The Guardian view on council funding: cheap politics, bad policy

The whole philosophy of how to pay for local services is about to change, and it doesn’t look good

Birmingham library
‘This is a perilous way of funding the spending that covers not only social care and education but parks and libraries, swimming pools and Sure Start centres.’ Photograph: Joe Giddens/PA

The Guardian view on council funding: cheap politics, bad policy

The whole philosophy of how to pay for local services is about to change, and it doesn’t look good

The Guardian’s analysis of who in Britain is housing and educating the refugees and asylum seekers who should be shared across the country shows that the responsibility falls on fewer than a third of councils. That is not only a shaming example of how many prosperous local authorities have found ways to avoid the appeal to help, which is bleakly revealed in the raw numbers showing that Labour-led authorities have taken 11.6 asylum seekers per 10,000 population, compared with just 0.7 in Conservative-led ones (and only four refugees live in the prime minister’s Maidenhead constituency). Nor is it simply more evidence of how unequal Britain is becoming from city to city, and from inner city to leafy suburb. Nor merely a badly designed plan that urgently needs revising. It is a vivid illustration of how those councils that have rather than those that have not are being favoured by government policy.

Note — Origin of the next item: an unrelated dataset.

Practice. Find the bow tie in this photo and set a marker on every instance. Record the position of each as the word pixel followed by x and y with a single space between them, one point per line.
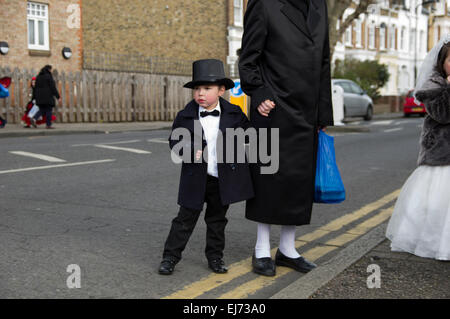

Local government finance may be a strong contender for the most boring and complex subject in politics, but what it lacks in thrills it gains in its sheer impact on ordinary lives. That is why the current re-engineering of the way it is funded, trailed two years ago when George Osborne announced that councils would be allowed to keep all their business rate income by 2020, is both among the most important and the least discussed questions in a Whitehall dominated by Brexit.

The former chancellor wanted a powerful incentive for councils to do all they can to grow their economies and thus their income from business rates. But this is a perilous way of funding the spending that covers not only social care and education but all the activities that act as social glue in civic society – parks and libraries, swimming pools and Sure Start centres. It is also a philosophical departure from a system primarily based on ensuring that needs are met, regardless of income. It is the culmination of Margaret Thatcher’s mission to take apart the postwar settlement.

The element of council funding determined by local need is now frozen. A system to replace the old mechanism of transfers from rich councils to poorer ones is work in progress. Councils, which nominally have a four-year funding deal, are still ignorant of what they will get in the process of redistribution after 2019-20. They also face the uncertain impact of legal challenges to the business rate revaluation, which came into force at the start of April. The Tories already have a disturbing reputation for partisan decision-making in areas that ought to be considered more broadly. The poorer an area, the less a council can raise in taxes. To pretend otherwise is to condemn the voters who most rely on good services to bad ones. It will entrench division, and no one has yet shown how it will boost the local economy.